Two major elections have surprised the world.
First, was the so-called ‘Brexit’ referendum in the United Kingdom to leave the European Union and the rather shocking election on Donald Trump as president of the United States.
I happened to be in London the week before the ‘Brexit’ vote, and the energy and emotional outcry on both sides of the issue were every bit as much or more than our presidential election.
To exit the European Union has and will have a huge economic impact on the Brits.
Just a month after the American presidential election, there is still a large measure of shock and emotion in the American electorate. Some people still can’t accept the results. The demand for recounts speaks volumes.
As the old saying goes, “so other than that Mrs. Lincoln….” Reflecting on the events of the year may be worthwhile.
The economy has been chugging along. Overall, the stock markets have turned in some solid numbers. Real estate sales are strong. Oil prices are relatively low. Interest rates are quite low.
For those seeking work, unemployment rates are the lowest in years. Car sales are up. What could be better than this?
John and I think stocks may be overpriced. Some standard indicators like the price/earnings ratio suggest that stocks prices are high. Results could be a correction in prices across the board.
Some analysts are suggesting that the recent rise comes from the anticipated corporate benefits that are likely to come from the Trump presidency. Things like lower corporate taxes, retention of manufacturing jobs from less overseas transfers and more.

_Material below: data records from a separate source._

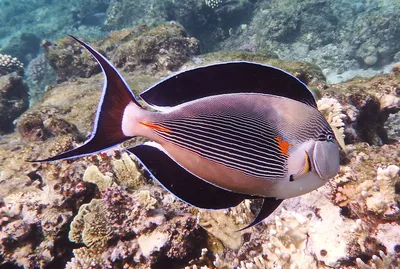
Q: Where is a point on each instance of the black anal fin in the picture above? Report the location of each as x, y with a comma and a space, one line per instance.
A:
183, 184
269, 206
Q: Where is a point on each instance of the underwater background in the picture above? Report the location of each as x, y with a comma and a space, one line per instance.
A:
104, 211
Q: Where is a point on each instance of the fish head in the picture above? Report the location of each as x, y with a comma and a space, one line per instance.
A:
326, 160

Bonds have had a rough year. Bond prices have fallen in anticipation of increased interest rates by the Federal Reserve.
We think this will happen soon. If so, mortgages, car loans, and other borrowing will cost a little more. Although, the Federal Reserve nearly always raises rates gradually, which allow those impacted to adjust.
Our first mortgage had a 7.5 percent rate and we still made it work. How about you?
Local real estate prices seem to be strong, due in large part to the low mortgage rates and the increased value of homeowners trading up.
The international picture is not so clear.
If President-elect Trump’s statements come true, trade agreements may be changed; immigration policy may change; currency exchange rates may be volatile as well as the price of commodities like gold and silver. Hold on to your hats.
We live in interesting times as they always have been and will continue. The holiday season is a good time to reflect.
This may be a good time to review our personal, micro-economy. For many, the last year has been good. And even though the future is cloudy, we might consider ourselves fortunate to live in our wonderful Napa Valley and America.